Insgesamt hat es 15.000 Anfragen bei der Patientenanwaltschaft gegeben - 700 verbindliche Verfügungen wurden bundesweit abgeschlossen. Dennoch habe das Gesetz Mängel, die möglichst rasch beseitigt werden sollten. Im Mittelpunkt stand dabei die Kritik an den anfallenden Kosten: Die Errichtung einer Verfügung kann bis zu 600 Euro kosten. "Das können sich Pensionisten nicht leisten", sagte Blecha. Er forderte die Errichtung ausschließlich und kostenlos bei der Patientenanwaltschaft. Die Beratung durch den Arzt sollten die Krankenkassen übernehmen.

Auch die regelmäßige Erneuerung der Verfügung sollte kostenlos sein. Laut Gesetz ist dies alle fünf Jahre erforderlich, wobei immer wieder die gleichen Kosten anfallen.

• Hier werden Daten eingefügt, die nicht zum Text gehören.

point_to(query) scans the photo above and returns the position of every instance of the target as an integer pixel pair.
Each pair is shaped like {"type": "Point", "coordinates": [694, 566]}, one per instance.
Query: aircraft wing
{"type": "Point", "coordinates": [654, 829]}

Viele Ärzte würden eine Beratung ablehnen. "Der Arzt muss die Urteilsfähigkeit feststellen und viele wollen diese Verantwortung nicht". "Zweidrittel der Patienten mussten wir zum Arzt zurückschicken, weil sie nicht gut beraten wurden", sagte Bachinger.

Wissen: Patientenverfügung

Die Patientenverfügung ist eine Willenserklärung, mit der ein Patient eine medizinische Behandlung, etwa künstliche Ernährung, ablehnen kann. Sie tritt aber erst in Kraft, wenn sich der Patient nicht mehr artikulieren kann. Die Behandlung muss ganz konkret beschrieben und die Einschätzung der Folgen dokumentiert werden.

Die verbindliche Patientenverfügung setzt eine kostenpflichtige, umfassende ärztliche Beratung voraus. Sie muss anschließend von einem Rechtsanwalt, Notar oder kostenlosen Patientenanwalt errichtet werden.

Die beachtliche Patientenverfügung kann vom Patienten selbst verfasst werden. Sie ist jedoch von Ärzten umso mehr zu beachten, je eher sie die Voraussetzungen einer verbindlichen Patientenverfügung erfüllt.